Jay and Krista live in a fantastically charming 1927 bungalow. Their house has four bedrooms, one palatial chicken coop in the backyard, and a kitchen that holds onto a mishmash of at least one detail from each of the eight decades that have passed since the house was built.
Jay and Krista would love to redo their kitchen but, as is the case with many people, they don’t have the funds available for a major kitchen overhaul. This, of course, doesn’t mean they have to be stuck with their kitchen as it now exists. Even with the tiniest of budgets, a lot can be accomplished if you are willing to spend in time what you won’t be spending in money.
Here is Jay and Krista’s kitchen as it now stands:
Pros: the footprint is roomy, the layout is very workable, the appliances are relatively new and very functional, and there is ample room for storage. Cons: the worn, mismatched cabinets are from three different eras, there is no unifying design to the kitchen, the room lacks the finished character of the rest of the house.
With this kitchen, the most efficient thing to do is work with what the kitchen already has, then build from there. Painting the cabinets, rather than replacing them, would do wonders for adding a sense of cohesion. Even if the styles of the cabinets don’t happen to match, Jay and Krista can help integrate the cabinets by painting them a crisp, simple white, then outfitting them with some well designed pulls and knobs.
The simple white cabinets and appliances will be served well with some pulls that make a statement without being garish or out of synch with the rest of the home’s style. This updated version of a classic bin pull (from Ikea) would be a clean fit:
For a hit of Art Deco flavor, Home Depot offers this cabinet knob in a satin nickel finish that could be paired nicely with its drawer pull counterpart:
Or, for a more playful look, mixing and matching the Deco-style bin pulls on the drawers with these vintage-style glass pulls (also from Home Depot) on the cabinets would create some nice play off of the floor color without being too cloying:
For just about $100, Jay and Krista could replace the length of laminate countertop along their sink wall with a long slab of butcher block. These
butcher block countertops from Ikea are handsome, affordable, and, if treated properly, very durable.
The butcher block-topped drawers next to the stove are an invaluable addition of storage and counter space, and by simply extending the length of the countertop all the way to the wall, the counter can be made even more useful, and the drawer unit will instantly look more built-in. Conveniently, since Jay and Krista would need to buy two slabs of wood to complete the length of the sink wall, they would have enough materials left over to replace this existing butcher block counter. As for the drawers that sit beneath the counter, I am actually rather fond of the blue/green color they’ve been painted.
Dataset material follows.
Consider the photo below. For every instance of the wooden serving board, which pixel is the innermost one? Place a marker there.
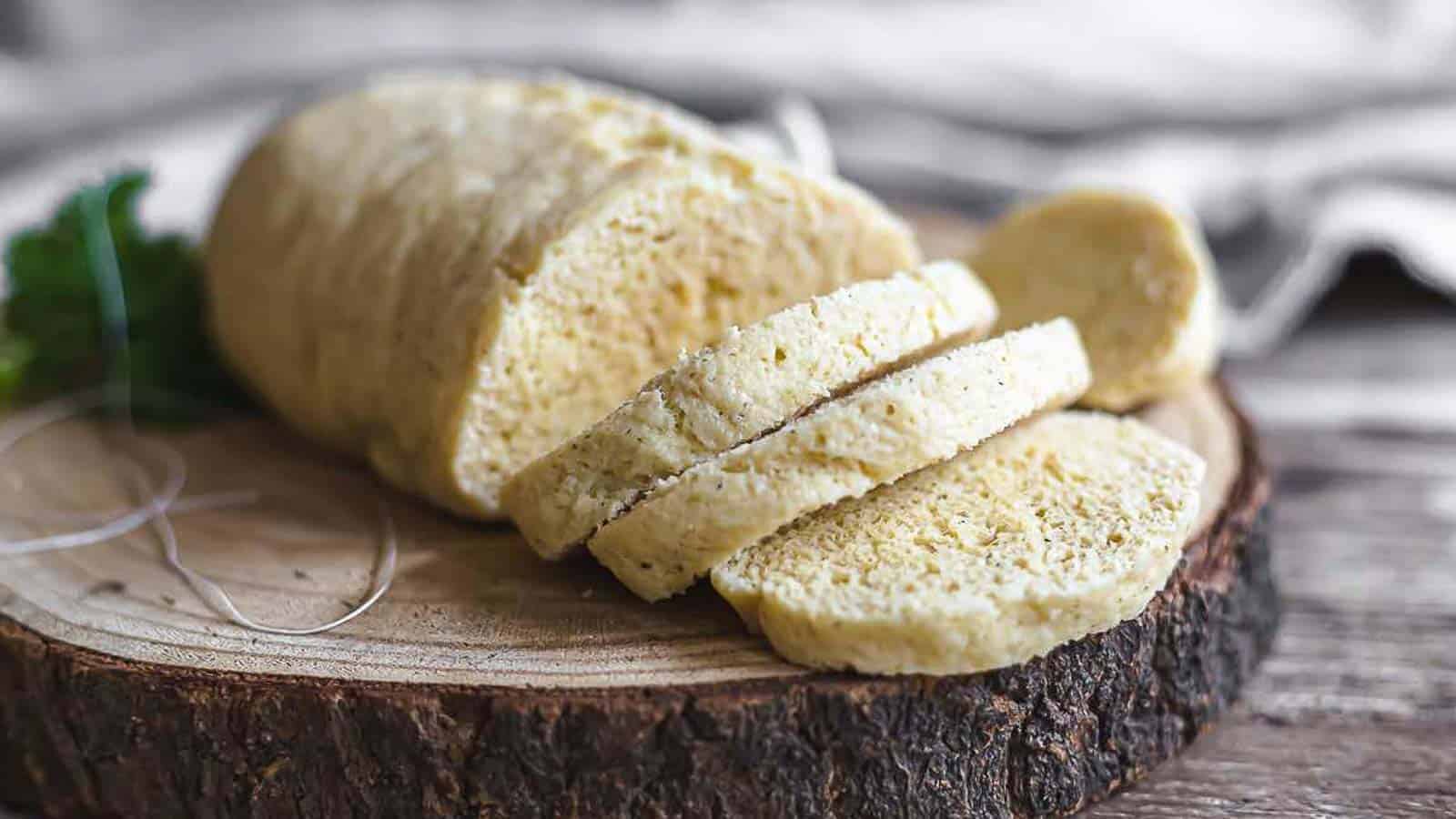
(488, 682)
If the rest of the cabinets get painted white, that small pop of color will play nicely against the white appliances and blue and green floor.
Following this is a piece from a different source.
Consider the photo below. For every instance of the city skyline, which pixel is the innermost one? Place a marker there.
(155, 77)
Jay and Krista’s sink and faucet are in great condition, so there is no need to replace them. However, to really complete the look of the sink wall, adding a simple backsplash of white subway tile will provide a crisp, finished look for a shockingly small amount of money. Two boxes of white 6″x3″ subway tile
(with plenty leftover) from Home Depot, plus the cost of tiling materials, will set Jay and Krista back just $50.
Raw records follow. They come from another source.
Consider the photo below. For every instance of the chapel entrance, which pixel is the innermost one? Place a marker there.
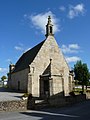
(44, 87)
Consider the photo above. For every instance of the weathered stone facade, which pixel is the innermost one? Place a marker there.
(48, 72)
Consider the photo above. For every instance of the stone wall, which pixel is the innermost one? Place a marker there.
(19, 105)
(68, 100)
(19, 80)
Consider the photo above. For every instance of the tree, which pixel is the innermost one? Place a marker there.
(3, 78)
(81, 73)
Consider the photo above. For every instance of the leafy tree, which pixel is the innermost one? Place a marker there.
(81, 73)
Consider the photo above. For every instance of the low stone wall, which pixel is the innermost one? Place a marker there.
(68, 100)
(19, 105)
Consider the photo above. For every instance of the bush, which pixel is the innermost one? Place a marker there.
(72, 94)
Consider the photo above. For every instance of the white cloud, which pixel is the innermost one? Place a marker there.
(72, 59)
(75, 11)
(40, 20)
(19, 47)
(62, 8)
(71, 48)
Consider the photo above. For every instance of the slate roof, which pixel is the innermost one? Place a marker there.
(27, 58)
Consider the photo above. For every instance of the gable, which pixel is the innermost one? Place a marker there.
(27, 58)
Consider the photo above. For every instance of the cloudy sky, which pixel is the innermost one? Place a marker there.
(22, 26)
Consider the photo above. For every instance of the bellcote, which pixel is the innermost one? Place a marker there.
(49, 27)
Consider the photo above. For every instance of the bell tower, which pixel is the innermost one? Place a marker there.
(49, 28)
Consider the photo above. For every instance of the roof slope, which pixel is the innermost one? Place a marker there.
(27, 58)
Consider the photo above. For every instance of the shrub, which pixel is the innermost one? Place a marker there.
(72, 94)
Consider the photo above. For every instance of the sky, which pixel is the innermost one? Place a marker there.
(23, 23)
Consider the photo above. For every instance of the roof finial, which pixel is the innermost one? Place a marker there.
(49, 27)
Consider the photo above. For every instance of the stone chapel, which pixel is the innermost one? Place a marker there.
(42, 70)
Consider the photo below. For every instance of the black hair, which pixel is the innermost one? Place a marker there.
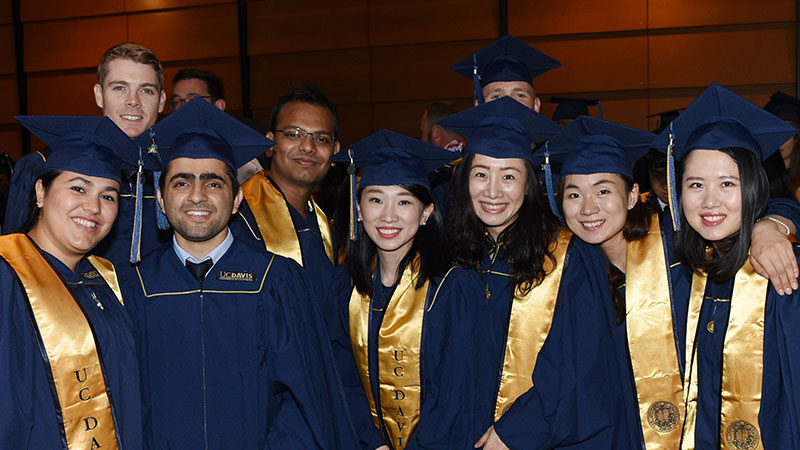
(731, 253)
(228, 170)
(305, 94)
(427, 242)
(32, 217)
(213, 83)
(526, 242)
All that for under $400? Definitely. To break it down, here’s a list of what Jay and Krista would need to buy in order to complete this renovation:
Drawer & cabinet pulls: $75-$100
Paint and primer: $50
Various tiling, painting, and construction supplies: $50-$75
Final cost: $312-$362
Not bad for a total kitchen overhaul, and definitely doable for Jay and Krista. In the coming weeks, I’ll be posting updates on Jay and Krista’s kitchen. The fun thing about this project is that Jay and Krista are soliciting remodeling ideas from a couple of other people, so I’ll be able to keep track of their ideas and progress as they decide on the best course of action. Whether they decide to complete a budget DIY remodel or a more intense kitchen overhaul, I can’t wait to see the finished product.